|One Coin at a Time|
Our household usually buys a certain kind of bread...Brownberry Oatnut, whole grain bread. It's darned good tasting and good for us. Walmart sells it for two loaves for $5, and the usual price at a local grocery store is 3.99 a loaf. Same identical bread, across town, $1.49 more. People with lots of money most likely wouldn't mind coughing up $1.49 more, but that's not how it's done at our house. I learned when I was a little girl how to watch out for price gouging.
When my mother was able to shop for her own groceries, she would get her cart to the check-out lane and be able to figure in her head within pennies of what the total should be. That's how sharp she was at calculating what she picked up and what each item cost. Sometimes the checker's amount would be higher than she thought it oughta be, and without fail there was a mistake made by the store. Nobody got the best of her, and I was proud of how she watched out for herself.

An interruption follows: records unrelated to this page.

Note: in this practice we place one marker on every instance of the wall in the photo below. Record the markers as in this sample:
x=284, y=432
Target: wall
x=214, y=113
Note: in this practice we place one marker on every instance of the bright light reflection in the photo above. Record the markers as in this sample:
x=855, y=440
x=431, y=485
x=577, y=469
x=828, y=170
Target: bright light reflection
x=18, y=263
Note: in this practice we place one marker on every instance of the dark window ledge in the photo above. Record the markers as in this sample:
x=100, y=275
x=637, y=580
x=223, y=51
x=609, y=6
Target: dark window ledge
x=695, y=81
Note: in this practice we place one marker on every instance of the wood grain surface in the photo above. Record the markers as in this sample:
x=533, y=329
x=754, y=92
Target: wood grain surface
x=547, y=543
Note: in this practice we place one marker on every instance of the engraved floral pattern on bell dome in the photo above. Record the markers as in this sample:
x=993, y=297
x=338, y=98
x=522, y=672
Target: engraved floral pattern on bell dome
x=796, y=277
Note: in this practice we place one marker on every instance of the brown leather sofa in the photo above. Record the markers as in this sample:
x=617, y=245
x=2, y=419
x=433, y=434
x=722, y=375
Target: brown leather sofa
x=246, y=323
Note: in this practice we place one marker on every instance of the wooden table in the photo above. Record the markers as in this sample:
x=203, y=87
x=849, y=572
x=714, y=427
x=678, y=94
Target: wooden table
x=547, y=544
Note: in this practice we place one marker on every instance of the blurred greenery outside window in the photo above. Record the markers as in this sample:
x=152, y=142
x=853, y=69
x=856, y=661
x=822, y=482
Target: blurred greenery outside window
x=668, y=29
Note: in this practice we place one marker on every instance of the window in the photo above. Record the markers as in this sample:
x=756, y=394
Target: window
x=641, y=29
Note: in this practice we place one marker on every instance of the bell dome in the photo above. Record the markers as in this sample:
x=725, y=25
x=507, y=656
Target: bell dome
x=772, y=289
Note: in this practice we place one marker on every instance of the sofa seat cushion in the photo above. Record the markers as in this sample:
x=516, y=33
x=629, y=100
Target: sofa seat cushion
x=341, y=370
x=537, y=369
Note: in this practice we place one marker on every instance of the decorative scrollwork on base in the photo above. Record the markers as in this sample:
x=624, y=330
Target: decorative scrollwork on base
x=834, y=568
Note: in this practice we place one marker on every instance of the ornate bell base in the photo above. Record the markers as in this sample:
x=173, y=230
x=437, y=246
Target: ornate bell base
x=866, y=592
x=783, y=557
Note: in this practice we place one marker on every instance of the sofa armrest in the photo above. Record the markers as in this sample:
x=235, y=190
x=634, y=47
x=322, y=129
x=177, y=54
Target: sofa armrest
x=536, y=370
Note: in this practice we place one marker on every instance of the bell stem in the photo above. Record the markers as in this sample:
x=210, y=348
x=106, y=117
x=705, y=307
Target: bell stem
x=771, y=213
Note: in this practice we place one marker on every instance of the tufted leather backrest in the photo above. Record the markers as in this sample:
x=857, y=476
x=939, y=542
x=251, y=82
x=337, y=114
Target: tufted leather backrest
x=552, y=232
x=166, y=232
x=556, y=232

It helps, too, that my hubby worked in grocery retail all his life. He is naturally geared to watching for good sales. And, if we bring home something like a watermelon and it's barely edible, you can be assured the store will get a call and we'll get another one at no charge. He had to satisfy many of his customers that way over the years, and it helps that he knows the twists and turns of the innards of merchandising.
Also in the mail these days are election campaign brochures, leaflets, and letters. Honest to god, I know that there are those who want to give us a voice, but what good is a voice if no one is listening? All wanna-be politicians are fervent in their attempts, I'm sure, but the older I get, the more I understand what my dad always said.....they're all crooks. He also used to say that the rich get richer, and the poor get poorer.
Each household has to fend for themselves, best they can, and live within their means. That's the secret to it all. We've never tried to "keep up with the Joneses," and it's paid off. Alot of money is spent on silly things, and the choice belongs to each of us on how we spend our money. One thing I do know is that both my parents would raise themselves from their graves if they ever saw me spending money foolishly. Our family had an 11th Commandment. Maybe what we're lacking in our society today is more showing our kids that they must first "earn" money and then "manage" their money if they want to make it in this world. Take away the "silver spoons" and see what happens!
Today's trivia: How "buck" became slang for U.S. dollar? The term originated from the Old West when buckskin was a common medium of exchange with Indians. Later as currency replaced the barter system, people still referred to a dollar as a buck (short for buckskin).